Griffiths earlier met leaders from Iran-allied Al Houthi movement that toppled the internationally recognised government in late 2014, triggering a devastating war.
His current efforts come more than a month after Al Houthis failed to appear in Switzerland for UN-sponsored indirect talks with the Saudi-backed government.
Moshen voiced appreciation for Griffiths’ peacemaking efforts and accused Al Houthi militants of continuing their “oppressive” policies against civilians, Yemen’s official news agency reported.
Three civilians were killed when Al Houthi militiamen shelled an ambulance south of the embattled coastal city of Hodeida in western Yemen, Al Arabiya reported Thursday.

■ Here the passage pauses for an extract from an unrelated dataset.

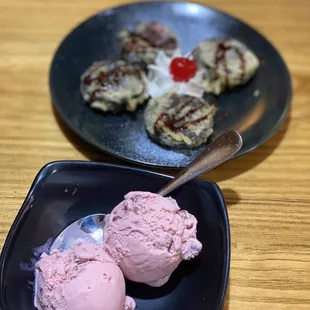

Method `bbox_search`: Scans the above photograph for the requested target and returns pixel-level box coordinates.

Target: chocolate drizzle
[83,65,141,104]
[154,95,209,136]
[215,39,245,85]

A 60-year-old woman was also killed by Al Houthi shelling of her house south of the south-western province of Taiz, the station added, citing military sources.
The Yemeni army condemned the attacks, saying they mark a “dangerous development” in Al Houthi attacks on civilians after the extremists’ recent military setbacks in the country.
Foreign donors and international aid groups in Yemen remain focused on the dire humanitarian needs in the Arab world’s poorest nation. War has pushed Yemen, a country of 28 million people, to the brink of famine and fuelled a deadly cholera epidemic.
The United Arab Emirates is refurbishing hospitals and classrooms, and has provided millions of dollars in aid.